Someone close to me suggested that ‘art is a journey’. I’m not one to wax lyrical about the intricacies of art and what it means. I paint miniatures because I enjoy it, I find it calming and it is a great way to unwind after a day at work. I have been painting figures on and off since I was about 13 years old. The first model that I owned and painted was  an undead banshee – she is still in the house somewhere I think. I have come a long way since then.

What I want to focus on today is how far I have come over the past few months since finding my way back into the hobby. I managed to pick out one of my first Space Marines and took a picture – here he is in all his Black Hand glory.
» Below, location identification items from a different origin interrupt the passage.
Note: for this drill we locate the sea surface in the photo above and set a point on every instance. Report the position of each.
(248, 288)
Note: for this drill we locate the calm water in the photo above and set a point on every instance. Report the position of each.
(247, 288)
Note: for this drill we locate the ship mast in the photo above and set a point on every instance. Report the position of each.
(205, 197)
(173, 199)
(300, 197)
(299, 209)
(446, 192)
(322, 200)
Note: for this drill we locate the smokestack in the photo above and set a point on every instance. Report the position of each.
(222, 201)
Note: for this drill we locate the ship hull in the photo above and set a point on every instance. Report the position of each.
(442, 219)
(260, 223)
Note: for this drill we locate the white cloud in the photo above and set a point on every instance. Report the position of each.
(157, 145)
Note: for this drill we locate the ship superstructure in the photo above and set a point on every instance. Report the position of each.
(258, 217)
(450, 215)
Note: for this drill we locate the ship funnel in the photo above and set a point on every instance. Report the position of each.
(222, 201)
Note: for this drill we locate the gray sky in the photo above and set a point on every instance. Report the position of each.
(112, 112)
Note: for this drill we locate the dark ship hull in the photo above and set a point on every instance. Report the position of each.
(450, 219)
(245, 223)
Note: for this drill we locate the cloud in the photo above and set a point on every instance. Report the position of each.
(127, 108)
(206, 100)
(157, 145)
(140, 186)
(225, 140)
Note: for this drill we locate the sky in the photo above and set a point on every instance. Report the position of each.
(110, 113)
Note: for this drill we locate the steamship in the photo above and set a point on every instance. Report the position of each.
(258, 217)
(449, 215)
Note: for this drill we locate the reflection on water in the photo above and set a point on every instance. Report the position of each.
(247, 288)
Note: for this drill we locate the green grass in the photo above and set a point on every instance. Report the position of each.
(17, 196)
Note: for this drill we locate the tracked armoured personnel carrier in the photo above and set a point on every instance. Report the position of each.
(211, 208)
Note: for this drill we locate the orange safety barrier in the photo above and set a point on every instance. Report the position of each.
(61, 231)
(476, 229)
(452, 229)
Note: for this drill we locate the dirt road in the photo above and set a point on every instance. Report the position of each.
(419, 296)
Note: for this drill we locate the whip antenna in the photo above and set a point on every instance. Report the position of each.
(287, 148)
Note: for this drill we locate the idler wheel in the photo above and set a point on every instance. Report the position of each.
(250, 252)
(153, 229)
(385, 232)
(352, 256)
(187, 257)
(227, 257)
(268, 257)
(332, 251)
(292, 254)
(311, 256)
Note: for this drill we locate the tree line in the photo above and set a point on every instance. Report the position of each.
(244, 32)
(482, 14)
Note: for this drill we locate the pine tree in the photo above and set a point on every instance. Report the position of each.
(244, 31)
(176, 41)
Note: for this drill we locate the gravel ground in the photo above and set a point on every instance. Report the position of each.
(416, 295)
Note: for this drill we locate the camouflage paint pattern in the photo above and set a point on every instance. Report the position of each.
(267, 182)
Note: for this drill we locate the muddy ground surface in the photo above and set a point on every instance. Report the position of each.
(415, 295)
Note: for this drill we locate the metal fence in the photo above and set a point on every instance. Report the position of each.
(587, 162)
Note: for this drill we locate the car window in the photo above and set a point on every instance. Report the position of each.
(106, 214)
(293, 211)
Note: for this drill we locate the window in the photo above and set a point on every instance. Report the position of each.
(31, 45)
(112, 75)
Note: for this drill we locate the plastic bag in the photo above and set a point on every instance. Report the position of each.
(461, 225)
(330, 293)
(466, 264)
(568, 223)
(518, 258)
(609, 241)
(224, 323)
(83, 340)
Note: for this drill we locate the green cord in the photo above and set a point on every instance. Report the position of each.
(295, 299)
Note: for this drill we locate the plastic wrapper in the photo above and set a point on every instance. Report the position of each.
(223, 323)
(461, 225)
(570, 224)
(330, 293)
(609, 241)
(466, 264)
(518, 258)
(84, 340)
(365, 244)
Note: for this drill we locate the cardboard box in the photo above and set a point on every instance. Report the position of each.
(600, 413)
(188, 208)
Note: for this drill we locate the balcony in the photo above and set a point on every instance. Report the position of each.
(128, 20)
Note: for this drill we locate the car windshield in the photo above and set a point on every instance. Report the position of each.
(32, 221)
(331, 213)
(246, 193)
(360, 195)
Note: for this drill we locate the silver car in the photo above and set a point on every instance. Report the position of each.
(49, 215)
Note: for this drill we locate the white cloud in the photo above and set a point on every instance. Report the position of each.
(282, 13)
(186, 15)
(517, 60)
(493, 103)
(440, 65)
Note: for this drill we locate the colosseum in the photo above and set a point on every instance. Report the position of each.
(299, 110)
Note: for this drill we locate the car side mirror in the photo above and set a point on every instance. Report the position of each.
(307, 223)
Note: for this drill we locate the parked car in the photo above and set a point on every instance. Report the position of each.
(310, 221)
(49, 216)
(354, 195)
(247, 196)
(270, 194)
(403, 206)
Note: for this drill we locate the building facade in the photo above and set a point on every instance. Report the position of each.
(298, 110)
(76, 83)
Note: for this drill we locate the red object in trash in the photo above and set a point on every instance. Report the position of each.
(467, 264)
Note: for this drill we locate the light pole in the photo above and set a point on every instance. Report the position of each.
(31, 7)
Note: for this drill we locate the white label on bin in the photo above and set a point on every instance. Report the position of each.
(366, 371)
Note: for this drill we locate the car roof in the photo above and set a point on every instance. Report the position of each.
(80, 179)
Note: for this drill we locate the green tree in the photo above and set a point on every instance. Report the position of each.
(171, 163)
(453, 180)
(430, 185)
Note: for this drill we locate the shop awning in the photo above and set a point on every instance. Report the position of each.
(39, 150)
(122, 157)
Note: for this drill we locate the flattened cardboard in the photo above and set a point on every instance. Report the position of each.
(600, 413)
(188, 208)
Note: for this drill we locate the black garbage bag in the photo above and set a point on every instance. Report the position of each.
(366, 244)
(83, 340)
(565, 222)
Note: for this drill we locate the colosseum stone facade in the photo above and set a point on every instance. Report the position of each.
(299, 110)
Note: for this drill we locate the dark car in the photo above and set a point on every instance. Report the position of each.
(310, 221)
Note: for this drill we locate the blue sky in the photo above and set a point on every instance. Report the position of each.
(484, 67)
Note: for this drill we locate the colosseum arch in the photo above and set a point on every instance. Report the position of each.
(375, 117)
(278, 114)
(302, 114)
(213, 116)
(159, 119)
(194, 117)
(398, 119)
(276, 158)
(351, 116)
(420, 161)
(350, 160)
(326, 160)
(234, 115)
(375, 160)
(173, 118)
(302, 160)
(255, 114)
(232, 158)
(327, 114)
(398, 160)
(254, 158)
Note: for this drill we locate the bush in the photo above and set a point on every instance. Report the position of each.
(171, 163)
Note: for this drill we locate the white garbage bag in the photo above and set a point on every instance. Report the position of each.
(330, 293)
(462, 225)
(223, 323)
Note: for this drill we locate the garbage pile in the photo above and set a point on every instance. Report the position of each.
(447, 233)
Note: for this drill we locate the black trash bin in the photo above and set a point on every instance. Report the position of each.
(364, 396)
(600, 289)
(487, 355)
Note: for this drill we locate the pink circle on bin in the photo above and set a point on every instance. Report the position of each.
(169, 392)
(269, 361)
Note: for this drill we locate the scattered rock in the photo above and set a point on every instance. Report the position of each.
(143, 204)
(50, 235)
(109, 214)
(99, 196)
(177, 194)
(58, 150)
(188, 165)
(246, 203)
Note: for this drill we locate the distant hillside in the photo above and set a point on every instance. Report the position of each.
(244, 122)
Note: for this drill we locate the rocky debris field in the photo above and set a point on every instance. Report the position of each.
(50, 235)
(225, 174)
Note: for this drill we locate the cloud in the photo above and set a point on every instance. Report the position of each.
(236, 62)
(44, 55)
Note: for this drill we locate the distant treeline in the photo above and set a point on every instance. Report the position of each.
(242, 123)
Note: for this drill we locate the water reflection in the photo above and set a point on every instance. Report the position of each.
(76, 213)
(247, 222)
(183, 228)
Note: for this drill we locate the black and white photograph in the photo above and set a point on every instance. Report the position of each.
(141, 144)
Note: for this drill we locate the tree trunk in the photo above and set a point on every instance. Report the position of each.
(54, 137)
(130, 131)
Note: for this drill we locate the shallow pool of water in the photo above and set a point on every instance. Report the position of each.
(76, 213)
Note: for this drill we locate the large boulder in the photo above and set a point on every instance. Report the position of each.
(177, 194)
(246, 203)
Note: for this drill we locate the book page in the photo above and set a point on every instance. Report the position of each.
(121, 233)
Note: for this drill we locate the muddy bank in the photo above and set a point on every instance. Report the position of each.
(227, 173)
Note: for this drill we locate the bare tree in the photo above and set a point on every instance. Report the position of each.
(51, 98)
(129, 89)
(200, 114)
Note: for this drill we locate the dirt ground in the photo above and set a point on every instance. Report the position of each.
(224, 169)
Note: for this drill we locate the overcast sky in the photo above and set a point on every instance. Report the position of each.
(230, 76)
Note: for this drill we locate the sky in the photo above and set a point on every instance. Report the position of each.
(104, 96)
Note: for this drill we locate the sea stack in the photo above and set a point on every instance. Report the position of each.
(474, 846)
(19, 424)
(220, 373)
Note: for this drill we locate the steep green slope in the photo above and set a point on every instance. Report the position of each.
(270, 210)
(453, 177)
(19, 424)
When I look at him now, I see the thickness of the edge highlighting and how wonky the lines are. He was a good start however and since then, I have painted a ‘few’ more marines and practiced my brush techniques. Then the Primaris made an appearance and I was faced with new challenges. Here’s the first Intercessor I put my brush to a few short weeks ago:

Since painting this fella, I have improved on my line work and feel the coat of paint looked a lot more even too. I’m more confident in the style of painting – highlighting rather than blending and think the flat colour is really striking when the edges are picked out in a brighter shade. There is always room for improving however and we are always more inclined to see the flaws! The last model I painted was this one:

I am very proud of the ancient and feel it is the best work I have done so far, better even than the Deredeo dreadnought I was pleased with! People have been kind and commented on him on Twitter and Facebook, some going so far as to say it puts theirs to shame. I don’t like such comments! We are all working to improve ourselves and the only people we are comparable to is our self! I’ve compared and shown my progress against my own models, not anyone else’s. So long as we are constantly getting better at what we do, and that there is visible progress to a better looking model, then that is a win!